Menurut data Badan Pusat Statistik (BPS), angka pernikahan di Indonesia cenderung menurun selama tiga tahun terakhir. Pada 2021, angka pernikahan mencapai 1,74 juta. Pada 2022, angkanya menurun menjadi 1,70 juta. Terbaru, angka pernikahan menurun drastis menjadi 1,58 juta. 

Jika laporan BPS itu direntangkan dalam 10 tahun terakhir, angka pernikahan di Indonesia mengalami penurunan sebesar 28,63% atau menyusut 632.791. Tahun 2023 jadi rekor tertinggi dengan angka pernikahan terendah di Indonesia yaitu 1,5 juta. 

Ada Pergeseran Paradigma Pernikahan

Sekretaris Jenderal Koalisi Perempuan Indonesia, Mike Verawati menyebut ada keterkaitan antara pendidikan seseorang dengan pergeseran paradigma pernikahan. Lulusan pendidikan tinggi S1 biasanya pada rentang usia 20-24 tahun. Usia tersebut juga termasuk ideal menikah sesuai anjuran Badan Kependudukan dan Keluarga Berencana Nasional (BKKBN).

Menurutnya, generasi muda sekarang lebih memprioritaskan kerja, menggapai cita-cita, dan mengejar ambisi ketimbang membangun rumah tangga bersama pasangan. Pergeseran paradigma ini membuat pernikahan sudah tidak lagi menjadi prioritas hidup bagi sebagian orang.

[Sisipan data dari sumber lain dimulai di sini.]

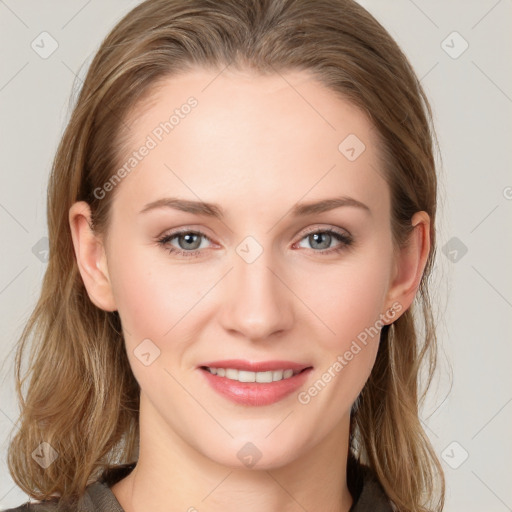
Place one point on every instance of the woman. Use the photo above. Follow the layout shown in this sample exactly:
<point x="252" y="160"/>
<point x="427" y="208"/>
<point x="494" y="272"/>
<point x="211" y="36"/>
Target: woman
<point x="194" y="348"/>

“Bisa jadi ini juga bagian dari kompleksitas kehidupan di Indonesia, bahwa berkeluarga itu nggak sekadar memutuskan untuk hidup bersama,” ujar Mike saat dihubungi Konde.co pada Senin (18/3/2024).

Pernikahan bukan sekadar menyatukan hidup antara pasangan saja. Ada konsekuensi apabila nantinya punya anak, tabungan, dan lain sebagainya. Pemenuhan akan ekonomi membuat seseorang berpikir ulang. Belum lagi soal tolak ukur kesuksesan yang juga berbeda dari generasi sebelumnya.

“Mungkin kalau dulu orang melihat orang sudah sekolah, sudah menikah, sudah punya anak itu dinilai sebuah pencapaian. Tetapi sekarang sudah berubah ya, sudah bergeser. Jadi pencapaian hidup seseorang itu dilihat dari kariernya,” tambahnya.

Baca Juga: Tentang Childless: Mendengar Pengalaman Perempuan yang Hidup Tanpa Anak

Sejak merantau ke Yogyakarta, Elsi berambisi mengejar pendidikan sampai gelar doktor. Ia bercita-cita menjadi dosen. Setidaknya, Elsi tak ada rencana menikah sampai lima tahun ke depan.

Di satu sisi, Elsi merasa belum siap secara fisik dan mental. Apa yang sedang dikerjakannya benar-benar menyita waktu. Laki-laki yang sempat dekat dengannya perlahan menjauh karena Elsi tak kunjung membalas pesan. Ia seolah tak mau mengerti kesibukan Elsi.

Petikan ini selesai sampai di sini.